Earlier this fall we got an inquiry from Mariamar Gutiérrez, an up-and-coming Nicaraguan environmentalist with the U.S. Forest Service's International Institute of Tropical Forestry. Mariamar was putting together a bird monitoring symposium for the XIIth Congress of the Society for Mesoamerican Biodiversity scheduled for November in the Latin American city of San Salvador. Familiar with our Ruby-throated Hummingbird banding success in Costa Rica's Guanacaste Province, Mariamar asked if we'd like to depart Hilton Pond Center temporarily to present results of our first four years of work. Since Costa Rica is part of Mesoamerica (i.e., "Middle America," including Mexico, all seven countries of Central America, and Caribbean islands)--we jumped at the possibility of traveling to El Salvador to talk about what we've learned monitoring ruby-throats in the tropics. The invitation became even more enticing when Mariamar said she also wanted us to offer a day-long introductory hummer banding workshop in the field for a group of Mesoamerican biologists who handle wild birds in their home countries.

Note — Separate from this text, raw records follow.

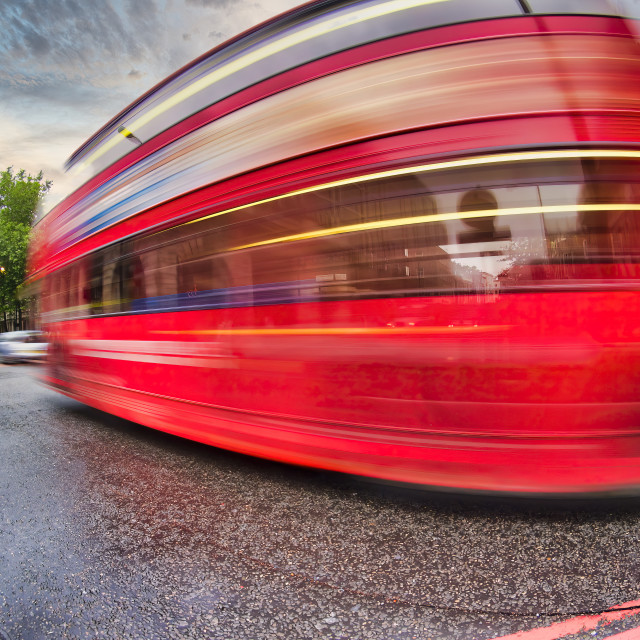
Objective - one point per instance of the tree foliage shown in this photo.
(20, 195)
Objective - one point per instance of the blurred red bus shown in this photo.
(395, 238)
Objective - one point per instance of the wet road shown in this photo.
(111, 530)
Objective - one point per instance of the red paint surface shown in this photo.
(540, 396)
(580, 624)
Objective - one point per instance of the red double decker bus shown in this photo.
(395, 238)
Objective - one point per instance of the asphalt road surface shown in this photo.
(112, 530)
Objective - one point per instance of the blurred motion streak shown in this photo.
(399, 239)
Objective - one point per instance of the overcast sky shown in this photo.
(68, 66)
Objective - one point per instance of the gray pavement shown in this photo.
(112, 530)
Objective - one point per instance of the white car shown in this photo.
(21, 346)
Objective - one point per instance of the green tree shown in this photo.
(20, 195)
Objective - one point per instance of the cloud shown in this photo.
(68, 66)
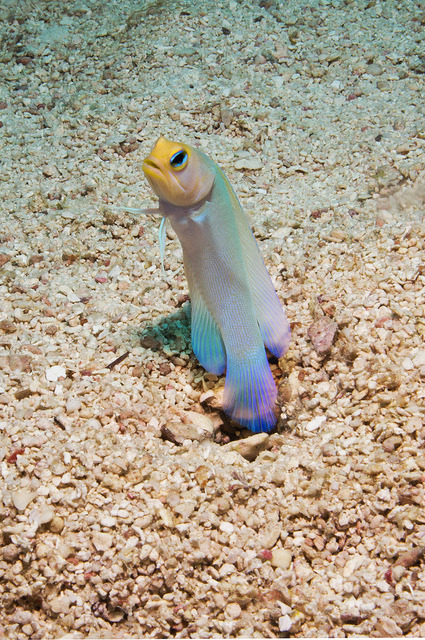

After we expressed our excitement and agreement, Mariamar industriously looked for funds to cover our travel, food, and lodging and ultimately was successful getting major underwriting from USAID. Four North Carolina Audubon chapters--all interested in welfare of North American birds that winter in the tropics--also made financial donations, with in-kind help coming from SalvaNATURA (official host for the Congress), Avinet (supplier of American-made mist nets), and Hilton Pond Center.

Fortunately, Mariamar Gutiérrez (below left)--who spent her childhood years in Miami and now lives in Ohio where her husband is in grad school--is perfectly bilingual and agreed to serve as our interpreter at what is traditionally a Spanish-language meeting. She also said she would translate the PowerPoint slides we'd create in English, thus enabling participants to understand details of our presentation. (This was pretty important because we know almost no Spanish--an admitted deficiency when doing field work in Latin America.) With eager anticipation we booked our flight from Charlotte to San Salvador, with 90-minute layover in Atlanta.

The departure from Charlotte on the morning of 9 November was 45 minutes late--something about a dead battery on the aircraft that had been powered-down all night at the gate--so things were pretty rushed in Atlanta. We made our connection nonetheless and settled in by our usual window seat so we could see where we were going.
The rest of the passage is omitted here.